January 19, 2015

Some government bonds are now being quoted with negative yields. Taking an extreme example, Swiss government bonds are now being quoted with negative yields for all maturities up to 10 years. This prompts the question: Who, in their right mind, would pay a government for the ‘privilege’ of lending the government money?

The zero or negative bond yields are almost certainly related in part to the desire by large cash-holders to ensure a return of cash, even if doing so guarantees a small nominal loss. By way of further explanation, if you have $100K of cash to park somewhere you can put it in an insured bank deposit and be guaranteed of getting your money back, but what do you do if you have $1B of cash? If you put this money into a bank account then only a trivial portion will be covered by the government’s deposit insurance, meaning that the failure of the bank could result in a substantial portion of your money being wiped out. To avoid the risk of a large loss due to bank failure it might seem reasonable for you to lend the money to the government at a yield that is certain to result in a small loss. In this case, the small loss stemming from the negative yield on your bond investment is a form of insurance that guarantees the return of almost all of your money.

In other words, at a time when “inflation” risk is perceived to be low and there are concerns about the safety of commercial banks, it could make sense for a large holder of cash to lend the money to the government at a small negative yield.

That being said, it’s important to remember that we aren’t really dealing with 0% or negative bond yields, we are dealing with 0% or negative yields to maturity. The bond yields themselves are still positive.

To further explain, consider the simple hypothetical case of a 1-year bond with par value of $100 that pays interest of $2 at the end of the 1-year duration. If the bond is trading at its par value then both the yield and the yield to maturity (YTM) will be 2%, but both yields will be something other than 2% when the bond’s price deviates from $100. For example, if the bond’s price rises to $103 then the yield falls to 1.94% ($2/$103) and the YTM falls to negative 0.97%. The YTM in this example takes into account the fact that if the bond is held until maturity then the buyer of the bond at $103 will receive a $2 interest payment plus a $100 principle payment, or a total return of $102 versus an outlay of $103. The $1 loss on the $103 investment equates to a return of negative 0.97%.

An implication is that someone who doesn’t plan to hold until maturity can still make a profit on a bond with a negative YTM. For example, someone who buys a Swiss government bond with a YTM of negative 0.1% today will have the opportunity of selling at a profit if the YTM subsequently falls to negative 0.2%. The current ridiculous valuations of some government bonds could therefore be partly explained by the belief that valuations will become even more ridiculous in the future, thus enabling today’s buyers to exit at a profit.
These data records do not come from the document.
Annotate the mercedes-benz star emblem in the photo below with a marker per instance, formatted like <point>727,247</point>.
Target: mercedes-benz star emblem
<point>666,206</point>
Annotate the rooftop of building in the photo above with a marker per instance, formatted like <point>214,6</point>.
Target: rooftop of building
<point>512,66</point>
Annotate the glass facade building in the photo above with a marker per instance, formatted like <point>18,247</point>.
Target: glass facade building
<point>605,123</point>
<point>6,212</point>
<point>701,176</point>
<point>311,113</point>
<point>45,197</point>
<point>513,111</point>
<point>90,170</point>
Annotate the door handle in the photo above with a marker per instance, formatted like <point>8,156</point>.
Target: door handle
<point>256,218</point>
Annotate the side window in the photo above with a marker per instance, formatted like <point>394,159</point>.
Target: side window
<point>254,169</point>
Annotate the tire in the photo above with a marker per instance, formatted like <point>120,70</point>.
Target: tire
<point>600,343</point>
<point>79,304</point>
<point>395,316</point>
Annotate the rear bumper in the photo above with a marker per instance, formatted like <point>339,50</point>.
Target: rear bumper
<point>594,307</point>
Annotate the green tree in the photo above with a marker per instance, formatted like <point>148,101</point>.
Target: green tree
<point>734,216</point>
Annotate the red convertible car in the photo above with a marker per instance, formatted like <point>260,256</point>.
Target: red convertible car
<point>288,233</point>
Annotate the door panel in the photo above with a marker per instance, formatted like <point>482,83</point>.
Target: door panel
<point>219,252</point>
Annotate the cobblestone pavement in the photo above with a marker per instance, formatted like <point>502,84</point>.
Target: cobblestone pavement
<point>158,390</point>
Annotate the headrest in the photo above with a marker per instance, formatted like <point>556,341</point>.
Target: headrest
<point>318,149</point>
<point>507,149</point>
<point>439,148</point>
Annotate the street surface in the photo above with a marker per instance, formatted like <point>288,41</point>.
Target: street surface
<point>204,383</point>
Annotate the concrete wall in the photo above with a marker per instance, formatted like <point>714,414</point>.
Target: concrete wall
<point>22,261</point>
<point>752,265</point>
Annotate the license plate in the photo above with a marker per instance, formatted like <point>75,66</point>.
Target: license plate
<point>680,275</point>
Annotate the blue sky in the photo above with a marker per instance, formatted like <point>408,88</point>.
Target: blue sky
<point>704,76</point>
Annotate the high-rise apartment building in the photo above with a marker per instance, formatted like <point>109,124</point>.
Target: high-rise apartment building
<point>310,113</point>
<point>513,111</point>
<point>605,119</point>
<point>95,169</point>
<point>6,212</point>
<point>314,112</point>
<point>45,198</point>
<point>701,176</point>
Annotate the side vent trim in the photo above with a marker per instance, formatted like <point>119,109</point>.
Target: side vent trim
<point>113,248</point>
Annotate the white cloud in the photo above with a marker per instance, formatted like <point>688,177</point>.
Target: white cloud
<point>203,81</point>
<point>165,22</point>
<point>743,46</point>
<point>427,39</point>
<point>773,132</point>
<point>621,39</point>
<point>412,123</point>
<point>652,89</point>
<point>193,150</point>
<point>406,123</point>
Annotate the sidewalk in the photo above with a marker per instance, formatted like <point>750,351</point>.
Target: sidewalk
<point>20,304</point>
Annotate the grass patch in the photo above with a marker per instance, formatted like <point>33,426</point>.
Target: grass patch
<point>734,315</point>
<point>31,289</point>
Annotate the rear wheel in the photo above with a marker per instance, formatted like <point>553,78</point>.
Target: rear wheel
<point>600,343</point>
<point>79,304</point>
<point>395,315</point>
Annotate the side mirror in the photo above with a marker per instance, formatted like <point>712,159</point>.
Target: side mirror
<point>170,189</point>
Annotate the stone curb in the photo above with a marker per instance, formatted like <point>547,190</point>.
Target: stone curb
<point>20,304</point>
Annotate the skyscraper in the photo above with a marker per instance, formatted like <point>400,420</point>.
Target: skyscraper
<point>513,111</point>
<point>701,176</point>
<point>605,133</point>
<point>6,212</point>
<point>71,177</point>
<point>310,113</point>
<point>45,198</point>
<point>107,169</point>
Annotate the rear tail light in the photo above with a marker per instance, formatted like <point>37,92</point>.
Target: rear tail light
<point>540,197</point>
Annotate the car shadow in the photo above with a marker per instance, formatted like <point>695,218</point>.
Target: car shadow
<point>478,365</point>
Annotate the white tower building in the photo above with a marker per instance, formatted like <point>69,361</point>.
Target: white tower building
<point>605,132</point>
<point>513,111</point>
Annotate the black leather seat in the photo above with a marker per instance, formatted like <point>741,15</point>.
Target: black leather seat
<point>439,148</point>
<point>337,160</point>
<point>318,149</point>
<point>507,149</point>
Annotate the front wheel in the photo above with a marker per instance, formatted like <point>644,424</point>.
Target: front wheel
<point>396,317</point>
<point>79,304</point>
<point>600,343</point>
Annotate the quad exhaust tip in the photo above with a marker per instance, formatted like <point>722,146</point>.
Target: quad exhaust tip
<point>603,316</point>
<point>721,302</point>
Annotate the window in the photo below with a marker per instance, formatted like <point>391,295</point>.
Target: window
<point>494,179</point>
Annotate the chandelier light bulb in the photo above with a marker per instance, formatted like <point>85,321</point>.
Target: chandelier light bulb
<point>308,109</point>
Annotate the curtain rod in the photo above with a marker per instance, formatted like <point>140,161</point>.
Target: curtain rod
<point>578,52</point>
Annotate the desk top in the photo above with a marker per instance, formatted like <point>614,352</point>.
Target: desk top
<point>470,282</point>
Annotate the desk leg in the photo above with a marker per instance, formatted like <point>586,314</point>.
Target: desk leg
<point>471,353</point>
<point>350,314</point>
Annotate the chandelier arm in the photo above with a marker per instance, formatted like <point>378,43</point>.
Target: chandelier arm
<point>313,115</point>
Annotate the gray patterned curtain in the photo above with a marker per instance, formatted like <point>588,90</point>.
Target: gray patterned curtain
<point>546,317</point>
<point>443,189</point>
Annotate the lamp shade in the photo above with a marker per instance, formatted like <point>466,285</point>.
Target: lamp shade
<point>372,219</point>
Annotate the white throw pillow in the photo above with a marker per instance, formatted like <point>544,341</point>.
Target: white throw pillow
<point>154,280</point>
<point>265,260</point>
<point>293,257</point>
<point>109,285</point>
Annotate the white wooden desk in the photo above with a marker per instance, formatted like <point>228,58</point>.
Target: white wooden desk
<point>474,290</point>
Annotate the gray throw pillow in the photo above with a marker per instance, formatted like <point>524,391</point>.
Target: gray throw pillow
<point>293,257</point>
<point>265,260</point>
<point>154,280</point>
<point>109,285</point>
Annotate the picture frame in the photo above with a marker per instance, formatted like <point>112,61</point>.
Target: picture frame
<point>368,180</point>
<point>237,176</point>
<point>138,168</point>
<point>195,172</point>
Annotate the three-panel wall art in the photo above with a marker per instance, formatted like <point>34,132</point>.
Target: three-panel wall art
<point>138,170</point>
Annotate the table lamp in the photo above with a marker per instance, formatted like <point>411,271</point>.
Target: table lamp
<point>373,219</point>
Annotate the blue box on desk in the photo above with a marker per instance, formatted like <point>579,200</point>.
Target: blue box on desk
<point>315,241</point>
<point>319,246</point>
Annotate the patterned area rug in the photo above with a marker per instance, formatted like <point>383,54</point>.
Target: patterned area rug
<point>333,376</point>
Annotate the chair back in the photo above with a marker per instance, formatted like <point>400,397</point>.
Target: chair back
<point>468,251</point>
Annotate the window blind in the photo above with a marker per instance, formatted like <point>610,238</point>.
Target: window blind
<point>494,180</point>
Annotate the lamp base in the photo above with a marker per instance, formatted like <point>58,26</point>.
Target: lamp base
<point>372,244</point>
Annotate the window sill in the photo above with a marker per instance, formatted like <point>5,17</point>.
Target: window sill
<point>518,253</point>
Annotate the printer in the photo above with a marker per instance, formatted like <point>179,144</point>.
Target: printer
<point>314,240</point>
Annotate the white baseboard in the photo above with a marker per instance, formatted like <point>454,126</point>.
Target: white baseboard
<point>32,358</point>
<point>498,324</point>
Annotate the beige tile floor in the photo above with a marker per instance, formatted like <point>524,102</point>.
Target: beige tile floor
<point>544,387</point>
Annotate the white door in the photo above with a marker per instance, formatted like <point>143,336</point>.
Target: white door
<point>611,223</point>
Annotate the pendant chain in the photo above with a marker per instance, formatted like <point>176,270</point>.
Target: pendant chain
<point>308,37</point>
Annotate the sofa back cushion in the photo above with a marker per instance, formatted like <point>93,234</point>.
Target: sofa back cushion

That is, in addition to the willingness to accept a small loss for a guarantee that almost all of the money will be returned, the “greater fool theory” could be at work in the government bond market. In this regard, a government bond having a negative YTM is not that different fromĀ an internet stock with no revenue being assigned a multi-hundred-million-dollar valuation based on “eyeballs”. It’s just another in a long line of examples of the madness of crowds, a madness that is often rooted in central bank policy.